COUR DE CASSATION, CHAMBRE CRIMINELLE, DU 14 JUIN 2022 M. [G] [V] a formé un pourvoi contre l'arrêt de la chambre de l'instruction de la cour d'appel de Paris, 6e section, en date du 10 mars 2022, qui, dans l'information suivie contre lui des chefs d'infractions à la législation sur les stupéfiants et association de malfaiteurs, a confirmé l'ordonnance du juge des libertés et de la détention prolongeant sa détention provisoire. Un mémoire a été produit. Sur le rapport de M. Seys, conseiller, les observations de Me Laurent Goldman, avocat de M. [G] [V], et les conclusions de M. Lagauche, avocat général, après débats en l'audience publique du 14 juin 2022 où étaient présents M. Bonnal, conseiller le plus ancien faisant fonction de président en remplacement du président empêché, M. Seys, conseiller rapporteur, Mme Ménotti, conseiller de la chambre, et Mme Lavaud, greffier de chambre, la chambre criminelle de la Cour de cassation, composée en application de l'article 567-1-1 du code de

procédure

pénale, des président et conseillers précités, après en avoir délibéré conformément à la loi, a rendu le présent arrêt.

Faits et procédure

1. Il résulte de l'arrêt attaqué et des pièces de la

procédure

ce qui suit.

2. M. [G] [V] a été mis en examen des chefs susvisés et placé en détention provisoire le 23 octobre 2020.

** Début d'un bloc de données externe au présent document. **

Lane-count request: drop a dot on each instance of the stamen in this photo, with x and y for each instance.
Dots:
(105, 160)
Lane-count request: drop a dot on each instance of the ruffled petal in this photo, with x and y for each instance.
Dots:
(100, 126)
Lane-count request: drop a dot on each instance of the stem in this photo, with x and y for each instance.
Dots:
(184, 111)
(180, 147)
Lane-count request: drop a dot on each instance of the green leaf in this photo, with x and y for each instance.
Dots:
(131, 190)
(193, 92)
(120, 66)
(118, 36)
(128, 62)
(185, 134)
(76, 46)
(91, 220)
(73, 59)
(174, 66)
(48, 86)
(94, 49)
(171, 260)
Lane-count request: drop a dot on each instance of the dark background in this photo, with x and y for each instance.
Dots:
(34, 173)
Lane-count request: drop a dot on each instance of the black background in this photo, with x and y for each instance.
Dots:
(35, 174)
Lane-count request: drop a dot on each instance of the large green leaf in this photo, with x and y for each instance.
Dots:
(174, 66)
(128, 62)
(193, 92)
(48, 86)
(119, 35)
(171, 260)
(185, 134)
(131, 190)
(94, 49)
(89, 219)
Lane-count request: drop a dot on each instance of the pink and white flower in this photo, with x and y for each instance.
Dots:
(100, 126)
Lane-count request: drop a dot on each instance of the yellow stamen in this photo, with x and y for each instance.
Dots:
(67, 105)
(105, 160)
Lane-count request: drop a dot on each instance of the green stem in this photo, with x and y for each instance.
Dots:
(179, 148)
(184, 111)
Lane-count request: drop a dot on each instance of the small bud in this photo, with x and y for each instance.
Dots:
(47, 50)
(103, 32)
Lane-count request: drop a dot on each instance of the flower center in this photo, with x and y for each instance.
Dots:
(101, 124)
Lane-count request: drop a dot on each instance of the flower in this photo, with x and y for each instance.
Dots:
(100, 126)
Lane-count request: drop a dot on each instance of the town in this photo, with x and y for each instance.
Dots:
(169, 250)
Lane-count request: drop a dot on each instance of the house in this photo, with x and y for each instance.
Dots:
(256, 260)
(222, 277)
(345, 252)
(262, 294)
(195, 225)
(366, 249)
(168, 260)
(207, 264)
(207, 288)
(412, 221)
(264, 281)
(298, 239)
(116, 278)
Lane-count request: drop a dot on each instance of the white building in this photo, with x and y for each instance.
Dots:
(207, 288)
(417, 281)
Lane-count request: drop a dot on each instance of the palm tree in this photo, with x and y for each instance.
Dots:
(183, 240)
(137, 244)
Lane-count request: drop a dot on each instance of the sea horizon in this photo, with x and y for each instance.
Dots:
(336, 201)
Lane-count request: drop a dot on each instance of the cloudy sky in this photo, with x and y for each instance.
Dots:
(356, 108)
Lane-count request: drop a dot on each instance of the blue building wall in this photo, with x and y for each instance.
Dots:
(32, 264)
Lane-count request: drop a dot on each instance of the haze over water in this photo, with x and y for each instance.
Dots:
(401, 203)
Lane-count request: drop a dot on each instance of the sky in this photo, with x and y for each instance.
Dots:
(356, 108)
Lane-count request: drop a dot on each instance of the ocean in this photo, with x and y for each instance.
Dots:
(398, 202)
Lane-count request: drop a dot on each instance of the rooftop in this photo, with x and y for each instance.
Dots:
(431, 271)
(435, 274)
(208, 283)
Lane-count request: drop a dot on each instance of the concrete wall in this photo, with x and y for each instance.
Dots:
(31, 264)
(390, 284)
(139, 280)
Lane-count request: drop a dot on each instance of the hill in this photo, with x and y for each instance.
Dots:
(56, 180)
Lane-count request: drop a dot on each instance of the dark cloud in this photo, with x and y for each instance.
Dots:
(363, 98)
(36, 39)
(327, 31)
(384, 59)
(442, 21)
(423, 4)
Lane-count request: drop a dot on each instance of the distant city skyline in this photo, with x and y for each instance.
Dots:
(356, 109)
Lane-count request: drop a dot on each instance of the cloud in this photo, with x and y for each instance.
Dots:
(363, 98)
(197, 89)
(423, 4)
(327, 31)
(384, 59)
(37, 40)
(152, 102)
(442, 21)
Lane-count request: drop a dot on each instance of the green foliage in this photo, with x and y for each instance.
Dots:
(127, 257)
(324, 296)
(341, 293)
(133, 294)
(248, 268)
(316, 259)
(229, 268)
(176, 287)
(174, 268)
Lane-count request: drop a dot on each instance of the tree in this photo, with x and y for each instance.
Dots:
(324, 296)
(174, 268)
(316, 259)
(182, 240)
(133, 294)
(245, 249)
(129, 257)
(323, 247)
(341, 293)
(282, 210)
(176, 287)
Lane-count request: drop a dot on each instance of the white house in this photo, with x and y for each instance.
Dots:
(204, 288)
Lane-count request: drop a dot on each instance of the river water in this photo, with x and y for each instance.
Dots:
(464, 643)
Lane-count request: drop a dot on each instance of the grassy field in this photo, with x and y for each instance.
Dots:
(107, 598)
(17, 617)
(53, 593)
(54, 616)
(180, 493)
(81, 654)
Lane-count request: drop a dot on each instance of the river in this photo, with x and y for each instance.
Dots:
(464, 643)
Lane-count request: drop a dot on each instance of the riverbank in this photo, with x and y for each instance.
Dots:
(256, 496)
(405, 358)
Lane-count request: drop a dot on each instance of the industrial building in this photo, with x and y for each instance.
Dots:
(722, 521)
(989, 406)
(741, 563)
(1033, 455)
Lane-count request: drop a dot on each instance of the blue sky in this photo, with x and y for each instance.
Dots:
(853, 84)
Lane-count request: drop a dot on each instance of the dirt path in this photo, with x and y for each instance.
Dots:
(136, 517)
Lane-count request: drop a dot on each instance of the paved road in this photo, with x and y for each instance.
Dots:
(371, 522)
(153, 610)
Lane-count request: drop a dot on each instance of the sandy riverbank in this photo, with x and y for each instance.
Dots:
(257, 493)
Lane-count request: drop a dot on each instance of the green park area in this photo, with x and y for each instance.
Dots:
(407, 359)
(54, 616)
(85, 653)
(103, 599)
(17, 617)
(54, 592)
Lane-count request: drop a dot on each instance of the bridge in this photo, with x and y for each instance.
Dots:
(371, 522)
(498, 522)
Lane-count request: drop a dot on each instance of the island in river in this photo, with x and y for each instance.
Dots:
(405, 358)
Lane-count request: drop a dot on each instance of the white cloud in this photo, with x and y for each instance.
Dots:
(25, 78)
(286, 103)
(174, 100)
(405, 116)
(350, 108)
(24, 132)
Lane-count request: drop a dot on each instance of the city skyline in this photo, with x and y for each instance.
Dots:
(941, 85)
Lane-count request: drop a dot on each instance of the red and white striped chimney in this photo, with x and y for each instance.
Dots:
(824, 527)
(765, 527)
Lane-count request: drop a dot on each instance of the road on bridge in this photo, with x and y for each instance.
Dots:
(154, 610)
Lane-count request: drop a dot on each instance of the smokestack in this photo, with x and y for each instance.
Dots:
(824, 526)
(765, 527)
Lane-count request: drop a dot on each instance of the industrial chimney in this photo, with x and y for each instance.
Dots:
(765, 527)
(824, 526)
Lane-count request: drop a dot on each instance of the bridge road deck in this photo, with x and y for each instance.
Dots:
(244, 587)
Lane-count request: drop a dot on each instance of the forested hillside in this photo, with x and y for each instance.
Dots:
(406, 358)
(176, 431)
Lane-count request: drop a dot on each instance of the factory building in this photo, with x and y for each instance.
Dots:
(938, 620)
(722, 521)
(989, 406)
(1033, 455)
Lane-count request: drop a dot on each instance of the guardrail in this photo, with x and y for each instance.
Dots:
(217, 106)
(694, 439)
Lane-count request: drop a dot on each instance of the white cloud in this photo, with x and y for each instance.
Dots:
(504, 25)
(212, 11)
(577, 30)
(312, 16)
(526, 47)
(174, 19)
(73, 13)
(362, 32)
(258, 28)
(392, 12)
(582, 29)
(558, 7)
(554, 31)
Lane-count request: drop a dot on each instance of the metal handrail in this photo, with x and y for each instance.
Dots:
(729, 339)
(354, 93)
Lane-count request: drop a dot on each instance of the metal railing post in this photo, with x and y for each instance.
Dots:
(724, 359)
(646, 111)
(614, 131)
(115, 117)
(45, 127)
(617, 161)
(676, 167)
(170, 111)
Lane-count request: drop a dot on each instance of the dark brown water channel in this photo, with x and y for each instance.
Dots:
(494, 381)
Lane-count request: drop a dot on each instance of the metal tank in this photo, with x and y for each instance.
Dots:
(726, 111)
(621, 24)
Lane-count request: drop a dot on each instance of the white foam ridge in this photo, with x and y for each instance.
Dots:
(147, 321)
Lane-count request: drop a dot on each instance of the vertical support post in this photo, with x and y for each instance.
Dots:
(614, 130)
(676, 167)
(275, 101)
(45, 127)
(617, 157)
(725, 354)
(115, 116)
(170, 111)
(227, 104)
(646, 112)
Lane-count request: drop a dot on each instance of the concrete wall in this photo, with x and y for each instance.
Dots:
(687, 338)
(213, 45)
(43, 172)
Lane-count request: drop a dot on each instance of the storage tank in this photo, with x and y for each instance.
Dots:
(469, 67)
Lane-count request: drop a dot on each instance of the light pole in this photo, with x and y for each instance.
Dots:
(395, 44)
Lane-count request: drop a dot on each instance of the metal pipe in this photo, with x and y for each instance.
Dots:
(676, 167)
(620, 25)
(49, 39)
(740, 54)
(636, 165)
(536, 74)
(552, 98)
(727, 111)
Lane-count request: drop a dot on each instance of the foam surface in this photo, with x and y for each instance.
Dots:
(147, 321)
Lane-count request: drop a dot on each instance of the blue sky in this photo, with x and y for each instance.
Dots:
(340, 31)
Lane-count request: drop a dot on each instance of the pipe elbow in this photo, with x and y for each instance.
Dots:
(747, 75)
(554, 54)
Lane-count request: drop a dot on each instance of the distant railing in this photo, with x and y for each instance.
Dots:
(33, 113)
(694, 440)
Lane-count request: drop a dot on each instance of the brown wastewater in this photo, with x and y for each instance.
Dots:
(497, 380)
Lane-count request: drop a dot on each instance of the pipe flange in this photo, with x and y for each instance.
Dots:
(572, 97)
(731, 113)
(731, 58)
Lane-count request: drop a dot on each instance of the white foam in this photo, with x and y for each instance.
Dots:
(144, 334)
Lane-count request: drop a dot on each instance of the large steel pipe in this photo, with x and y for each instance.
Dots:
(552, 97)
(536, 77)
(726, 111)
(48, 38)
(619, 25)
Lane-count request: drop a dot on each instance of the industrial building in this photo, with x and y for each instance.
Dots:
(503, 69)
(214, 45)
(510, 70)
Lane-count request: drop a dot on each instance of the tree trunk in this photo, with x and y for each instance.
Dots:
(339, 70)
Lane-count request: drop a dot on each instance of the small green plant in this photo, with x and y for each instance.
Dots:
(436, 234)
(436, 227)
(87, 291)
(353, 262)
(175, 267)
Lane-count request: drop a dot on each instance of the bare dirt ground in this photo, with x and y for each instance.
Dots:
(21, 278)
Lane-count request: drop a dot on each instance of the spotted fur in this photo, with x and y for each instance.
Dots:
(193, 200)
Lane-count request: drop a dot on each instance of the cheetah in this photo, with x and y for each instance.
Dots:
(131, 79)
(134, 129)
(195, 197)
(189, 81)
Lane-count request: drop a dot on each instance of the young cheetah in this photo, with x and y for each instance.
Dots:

3. Comparaissant devant le juge des libertés et de la détention le vendredi 11 février 2022 dans le cadre d'un débat contradictoire sur l'éventuelle prolongation de sa détention provisoire, l'intéressé, qui a fait valoir qu'il se défendait seul et qu'il n'avait pas été avisé de l'audience avant d'être extrait le jour même, a sollicité le report du débat pour produire divers documents.

4. Le juge saisi a fait droit à cette demande et a informé M. [V] que le débat se tiendrait le mercredi 16 février suivant à 15 heures.

5. À cette date, l'intéressé, qui a comparu, a affirmé qu'il n'avait pas eu le temps nécessaire pour rassembler lesdits documents et préparer ainsi sa défense, mais n'a pas présenté de nouvelle demande de renvoi.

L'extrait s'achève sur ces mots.